Automated machine learning includes the option to try preprocessing the data, which is accomplished through the use of [Scikit-Learn transformation pipelines](https://scikit-learn.org/stable/modules/compose.html#combining-estimators) (not to be confused with Azure Machine Learning pipelines!). These produce models that include steps to transform the data before inferencing.
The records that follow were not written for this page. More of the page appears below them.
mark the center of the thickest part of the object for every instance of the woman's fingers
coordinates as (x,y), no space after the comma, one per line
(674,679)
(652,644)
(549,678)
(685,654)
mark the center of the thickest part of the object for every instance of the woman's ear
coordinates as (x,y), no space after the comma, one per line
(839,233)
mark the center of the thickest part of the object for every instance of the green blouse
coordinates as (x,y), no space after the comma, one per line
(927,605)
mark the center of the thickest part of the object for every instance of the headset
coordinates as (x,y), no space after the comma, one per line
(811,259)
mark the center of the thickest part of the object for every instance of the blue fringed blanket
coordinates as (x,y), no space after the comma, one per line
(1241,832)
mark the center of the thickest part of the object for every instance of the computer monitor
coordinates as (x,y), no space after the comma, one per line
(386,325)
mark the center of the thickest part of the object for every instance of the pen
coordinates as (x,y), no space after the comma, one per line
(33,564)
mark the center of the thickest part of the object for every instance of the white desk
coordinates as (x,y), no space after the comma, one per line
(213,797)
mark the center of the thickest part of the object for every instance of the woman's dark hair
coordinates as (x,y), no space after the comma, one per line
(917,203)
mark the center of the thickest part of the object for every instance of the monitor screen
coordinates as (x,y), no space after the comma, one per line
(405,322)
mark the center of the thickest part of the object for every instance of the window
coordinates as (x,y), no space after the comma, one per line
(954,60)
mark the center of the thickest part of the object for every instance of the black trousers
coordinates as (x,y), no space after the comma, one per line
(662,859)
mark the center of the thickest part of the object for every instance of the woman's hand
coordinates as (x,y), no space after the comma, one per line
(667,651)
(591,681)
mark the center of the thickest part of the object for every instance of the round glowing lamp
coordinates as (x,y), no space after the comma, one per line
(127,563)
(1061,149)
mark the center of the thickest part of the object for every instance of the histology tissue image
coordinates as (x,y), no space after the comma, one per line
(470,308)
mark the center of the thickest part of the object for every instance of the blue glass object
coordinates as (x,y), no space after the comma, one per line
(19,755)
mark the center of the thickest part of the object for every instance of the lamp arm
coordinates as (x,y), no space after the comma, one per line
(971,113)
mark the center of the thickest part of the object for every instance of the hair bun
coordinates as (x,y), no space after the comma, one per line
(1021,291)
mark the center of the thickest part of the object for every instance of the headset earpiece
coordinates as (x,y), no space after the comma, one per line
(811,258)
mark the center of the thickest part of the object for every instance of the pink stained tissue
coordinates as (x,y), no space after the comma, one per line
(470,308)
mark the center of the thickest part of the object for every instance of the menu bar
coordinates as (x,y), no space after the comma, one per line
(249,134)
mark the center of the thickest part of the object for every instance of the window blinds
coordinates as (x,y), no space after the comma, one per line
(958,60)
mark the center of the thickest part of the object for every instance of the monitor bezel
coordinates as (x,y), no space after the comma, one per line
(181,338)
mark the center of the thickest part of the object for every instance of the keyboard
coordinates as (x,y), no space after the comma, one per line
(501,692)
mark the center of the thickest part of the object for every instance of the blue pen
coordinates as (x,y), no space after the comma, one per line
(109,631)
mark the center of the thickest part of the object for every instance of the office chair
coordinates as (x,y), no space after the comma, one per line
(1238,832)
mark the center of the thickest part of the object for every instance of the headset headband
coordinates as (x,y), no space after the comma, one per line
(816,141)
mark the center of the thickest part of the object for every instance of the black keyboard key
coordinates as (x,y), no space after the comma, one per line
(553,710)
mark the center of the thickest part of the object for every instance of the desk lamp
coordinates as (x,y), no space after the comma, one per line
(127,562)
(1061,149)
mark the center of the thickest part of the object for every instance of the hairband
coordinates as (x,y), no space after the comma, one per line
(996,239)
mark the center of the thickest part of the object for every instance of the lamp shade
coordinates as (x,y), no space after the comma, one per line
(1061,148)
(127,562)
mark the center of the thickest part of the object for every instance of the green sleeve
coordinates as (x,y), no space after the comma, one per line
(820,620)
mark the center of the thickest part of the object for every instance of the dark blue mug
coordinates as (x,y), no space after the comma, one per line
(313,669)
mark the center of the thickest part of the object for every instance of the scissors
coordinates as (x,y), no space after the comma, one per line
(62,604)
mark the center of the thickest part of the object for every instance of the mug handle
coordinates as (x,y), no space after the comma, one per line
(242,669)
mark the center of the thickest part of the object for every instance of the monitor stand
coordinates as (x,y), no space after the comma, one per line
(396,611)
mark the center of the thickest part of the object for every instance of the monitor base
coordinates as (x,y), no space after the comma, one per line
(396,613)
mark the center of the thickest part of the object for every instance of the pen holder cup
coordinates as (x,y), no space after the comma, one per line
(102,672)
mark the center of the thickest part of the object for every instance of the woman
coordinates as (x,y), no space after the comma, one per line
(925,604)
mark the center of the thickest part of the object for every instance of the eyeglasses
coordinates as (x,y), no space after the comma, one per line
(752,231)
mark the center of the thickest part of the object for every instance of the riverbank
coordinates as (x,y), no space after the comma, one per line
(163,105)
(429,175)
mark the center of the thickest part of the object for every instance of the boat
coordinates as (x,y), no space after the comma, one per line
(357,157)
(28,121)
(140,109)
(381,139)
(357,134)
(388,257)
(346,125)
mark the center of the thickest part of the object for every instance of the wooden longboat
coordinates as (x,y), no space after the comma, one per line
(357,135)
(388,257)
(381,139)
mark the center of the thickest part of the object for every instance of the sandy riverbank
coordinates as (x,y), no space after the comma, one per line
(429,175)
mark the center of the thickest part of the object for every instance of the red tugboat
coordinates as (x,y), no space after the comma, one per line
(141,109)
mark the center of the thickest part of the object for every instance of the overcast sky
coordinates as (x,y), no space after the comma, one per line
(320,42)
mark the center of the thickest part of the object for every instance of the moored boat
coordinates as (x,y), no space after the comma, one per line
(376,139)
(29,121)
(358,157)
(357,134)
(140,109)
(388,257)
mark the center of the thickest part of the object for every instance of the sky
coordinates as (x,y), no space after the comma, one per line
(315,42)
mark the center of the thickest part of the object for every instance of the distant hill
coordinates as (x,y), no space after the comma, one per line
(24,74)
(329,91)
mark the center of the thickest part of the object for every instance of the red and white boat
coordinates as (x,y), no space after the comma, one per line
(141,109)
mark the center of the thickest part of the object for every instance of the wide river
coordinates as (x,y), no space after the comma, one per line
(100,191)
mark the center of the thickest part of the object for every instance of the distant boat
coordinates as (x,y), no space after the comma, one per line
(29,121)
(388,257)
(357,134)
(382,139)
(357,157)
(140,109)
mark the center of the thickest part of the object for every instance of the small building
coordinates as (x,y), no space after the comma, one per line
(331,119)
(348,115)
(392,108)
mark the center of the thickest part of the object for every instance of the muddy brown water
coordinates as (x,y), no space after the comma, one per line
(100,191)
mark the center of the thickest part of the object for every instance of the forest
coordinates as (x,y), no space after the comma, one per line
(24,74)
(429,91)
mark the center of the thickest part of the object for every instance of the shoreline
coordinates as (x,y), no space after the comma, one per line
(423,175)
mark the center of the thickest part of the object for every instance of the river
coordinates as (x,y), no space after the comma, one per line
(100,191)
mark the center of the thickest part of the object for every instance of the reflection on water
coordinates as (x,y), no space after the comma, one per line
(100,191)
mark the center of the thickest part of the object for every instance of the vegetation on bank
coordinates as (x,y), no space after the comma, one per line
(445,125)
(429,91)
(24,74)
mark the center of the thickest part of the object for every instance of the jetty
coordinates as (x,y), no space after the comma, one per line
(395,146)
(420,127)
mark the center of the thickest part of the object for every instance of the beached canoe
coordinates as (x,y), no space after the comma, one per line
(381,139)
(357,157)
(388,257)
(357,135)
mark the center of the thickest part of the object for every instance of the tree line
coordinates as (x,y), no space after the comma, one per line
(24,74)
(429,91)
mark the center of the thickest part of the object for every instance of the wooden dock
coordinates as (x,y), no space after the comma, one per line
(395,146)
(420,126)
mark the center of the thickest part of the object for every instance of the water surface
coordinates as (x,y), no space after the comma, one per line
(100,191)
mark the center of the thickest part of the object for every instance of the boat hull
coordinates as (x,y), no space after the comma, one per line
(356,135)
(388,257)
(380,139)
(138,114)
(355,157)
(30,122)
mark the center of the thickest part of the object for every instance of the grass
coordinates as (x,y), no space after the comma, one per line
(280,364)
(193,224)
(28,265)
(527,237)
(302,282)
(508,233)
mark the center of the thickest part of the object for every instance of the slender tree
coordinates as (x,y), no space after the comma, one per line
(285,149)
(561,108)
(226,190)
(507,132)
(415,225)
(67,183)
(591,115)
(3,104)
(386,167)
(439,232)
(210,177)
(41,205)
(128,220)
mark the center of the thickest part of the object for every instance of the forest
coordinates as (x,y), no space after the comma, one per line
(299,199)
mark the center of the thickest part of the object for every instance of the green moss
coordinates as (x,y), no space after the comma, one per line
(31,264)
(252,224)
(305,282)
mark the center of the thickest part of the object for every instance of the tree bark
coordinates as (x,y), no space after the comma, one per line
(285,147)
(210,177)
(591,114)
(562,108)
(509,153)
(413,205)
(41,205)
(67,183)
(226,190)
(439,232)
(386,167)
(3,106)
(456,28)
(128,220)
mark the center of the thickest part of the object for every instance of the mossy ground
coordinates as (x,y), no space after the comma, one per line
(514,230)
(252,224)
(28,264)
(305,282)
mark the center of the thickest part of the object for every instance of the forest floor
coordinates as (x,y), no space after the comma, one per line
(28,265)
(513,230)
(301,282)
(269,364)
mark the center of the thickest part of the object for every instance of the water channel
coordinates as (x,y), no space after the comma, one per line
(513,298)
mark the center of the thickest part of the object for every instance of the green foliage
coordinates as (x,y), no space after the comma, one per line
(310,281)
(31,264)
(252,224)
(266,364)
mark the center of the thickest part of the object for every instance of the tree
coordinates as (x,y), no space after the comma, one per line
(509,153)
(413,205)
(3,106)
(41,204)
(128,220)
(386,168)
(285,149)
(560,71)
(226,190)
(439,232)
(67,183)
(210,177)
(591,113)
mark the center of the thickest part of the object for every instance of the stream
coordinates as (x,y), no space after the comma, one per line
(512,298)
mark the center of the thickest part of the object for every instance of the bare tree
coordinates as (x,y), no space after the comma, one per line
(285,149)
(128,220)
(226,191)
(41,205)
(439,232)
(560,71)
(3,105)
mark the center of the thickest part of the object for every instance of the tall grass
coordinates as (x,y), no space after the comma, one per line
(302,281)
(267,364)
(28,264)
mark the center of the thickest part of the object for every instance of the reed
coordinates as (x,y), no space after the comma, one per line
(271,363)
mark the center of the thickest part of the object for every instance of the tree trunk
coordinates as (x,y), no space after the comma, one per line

You can view the steps in a model like this:

In [9]:
for step in fitted_model.named_steps:
    print(step)

AttributeError: 'NoneType' object has no attribute 'named_steps'

Finally, having found the best performing model, you can register it.

In [7]:
from azureml.core import Model

# Register model
best_run.register_model(model_path='outputs/model.pkl', model_name='diabetes_model_automl',
                        tags={'Training context':'Auto ML'},
                        properties={'AUC': best_run_metrics['AUC_weighted'], 'Accuracy': best_run_metrics['accuracy']})

# List registered models
for model in Model.list(ws):
    print(model.name, 'version:', model.version)
    for tag_name in model.tags:
        tag = model.tags[tag_name]
        print ('\t',tag_name, ':', tag)
    for prop_name in model.properties:
        prop = model.properties[prop_name]
        print ('\t',prop_name, ':', prop)
    print('\n')

diabetes_model_automl version: 1
	 Training context : Auto ML
	 AUC : 0.9901764737796902
	 Accuracy : 0.9511811023622048


diabetes_model version: 5
	 Training context : Hyperdrive
	 AUC : 0.856969468262725
	 Accuracy : 0.7891111111111111


diabetes_model version: 4
	 Training context : Inline Training
	 AUC : 0.8733718095427634
	 Accuracy : 0.8866666666666667


diabetes_model version: 3
	 Training context : Inline Training
	 AUC : 0.8761281655803771
	 Accuracy : 0.89


diabetes_model version: 2
	 Training context : Pipeline


diabetes_model version: 1
	 Training context : Pipeline




### More Information

For more information Automated machine Learning, see the [Azure ML documentation](https://docs.microsoft.com/azure/machine-learning/how-to-configure-auto-train).

## Clean Up

If you've finished exploring, you can close this notebook and shut down your Compute Instance.